Lagi, tanpa permisi, Una menjejalkan makanan ketika mulut Riam terbuka sedikit lebih lebar dari biasanya. Membuat cowok itu melotot, namun tidak punya pilihan lain selain mengunyahnya. Rasanya ... tidak buruk, ternyata.
"Satu lagi," gumam Riam ogah-ogahan.
Tidak ada, ternyata yang bisa mengalahkan rasa lapar.
***
"Ini dia pahlawan kita udah dateng!"
Mitha berseru. Lalu dengan semangat bangkit dari rebahannya di lantai ring tinju untuk menyambut Maykel yang baru saja melewati pintu markas. Tangannya terulur, merebut satu kresek putih besar dari tangan cowok itu, membongkarnya dan melempar-lemparkan beberapa bungkusan snack ke seluruh anggota Orion yang sedang menunggu.
"Emang nggak salah julukan Pemadam Kelaparan yang lo sabet, May!" tepuk cowok bertubuh bongsor itu pada pundak Maykel yang jauh lebih kecil darinya.
Yang ditepuk hanya mendesah pasrah lalu mengambil tempat duduk di antara teman-temannya yang lain, yang sekarang sibuk membuka bungkus makanan atau menyerbu gorengan yang tadi ia bawa.
"Omong-omong, Saga masih nggak masuk?" Ojan bertanya di sela kunyahan keripik kentangnya.
Mitha memanjangkan tangan demi meraih keripik di tangan Ojan, mencomot dua iris sebelum menjawab. "Denger-denger dari kelas sebelah bolos dia. Gue chat nggak dibales."
"Wah gimana ini si Bos? Perlu kita tengokin, nih?"

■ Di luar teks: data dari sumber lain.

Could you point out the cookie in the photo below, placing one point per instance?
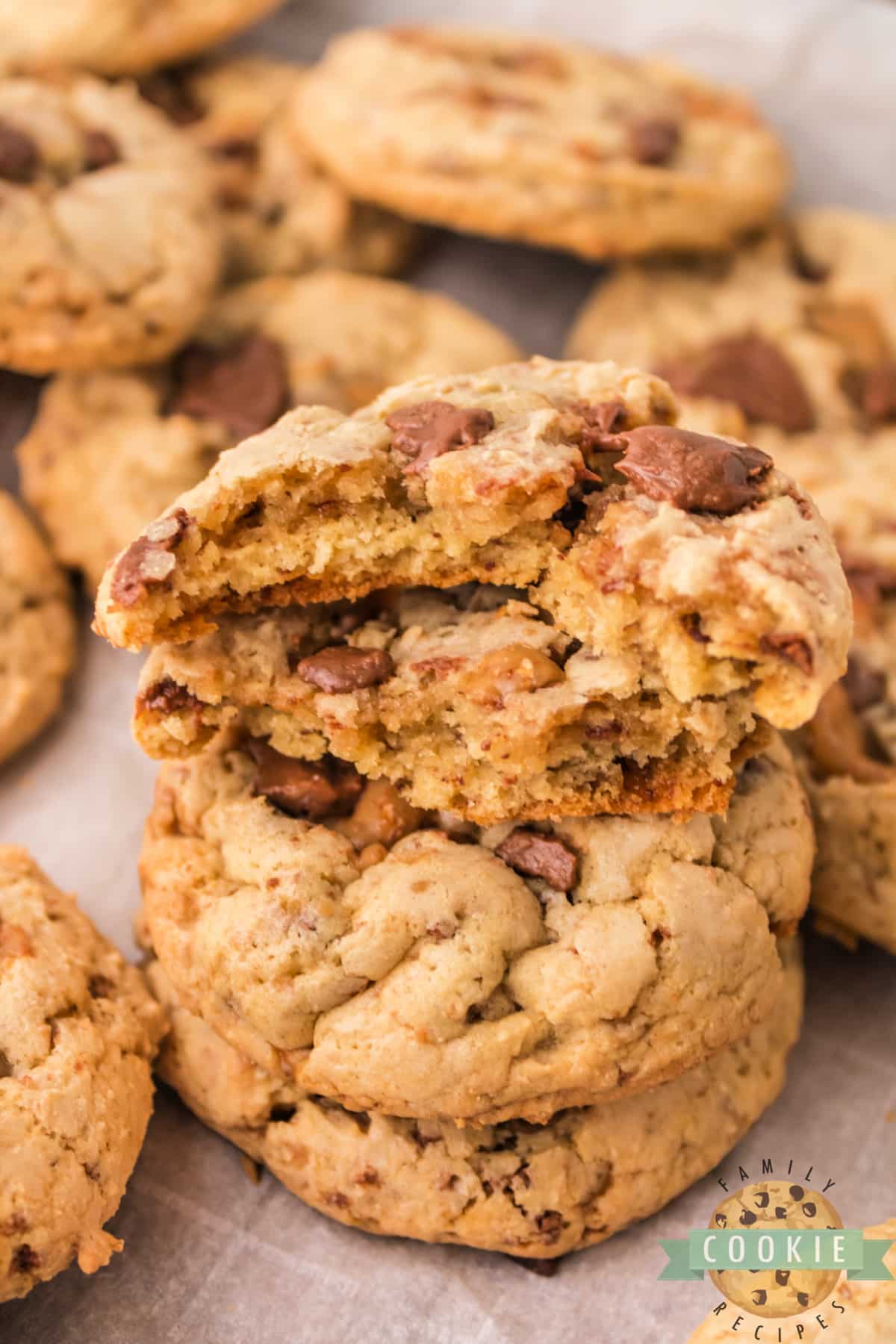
(553, 144)
(798, 331)
(775, 1293)
(108, 228)
(109, 450)
(857, 1313)
(422, 967)
(37, 631)
(280, 211)
(116, 37)
(511, 1187)
(467, 700)
(78, 1031)
(682, 558)
(849, 757)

"Dia lagi males aja kali," Denis ikut berkomentar. "Liat besok deh. Kalau masih nggak masuk juga kita samperin."
Ada tatapan tajam yang diarahkan Mitha ke cowok itu, tetapi tidak ada kata yang ia ucapkan. Ada Naufal, yang di ujung sana telah memiliki topik baru.
"Betewe, gimana, Jan, ulang tahun lo kemaren? Dikencingin, nggak?!"
"Disodorin setan sampe mau kencing sih!" Mitha menjawab cepat. Lalu tawa besarnya beserta tawa-tawa lainnya menggema di seluruh ruangan. Hanya Riam dan Denis yang tidak merespon. Riam bahkan tidak bersedia repot-repot melepas earphone dan buku yang sedang ia baca.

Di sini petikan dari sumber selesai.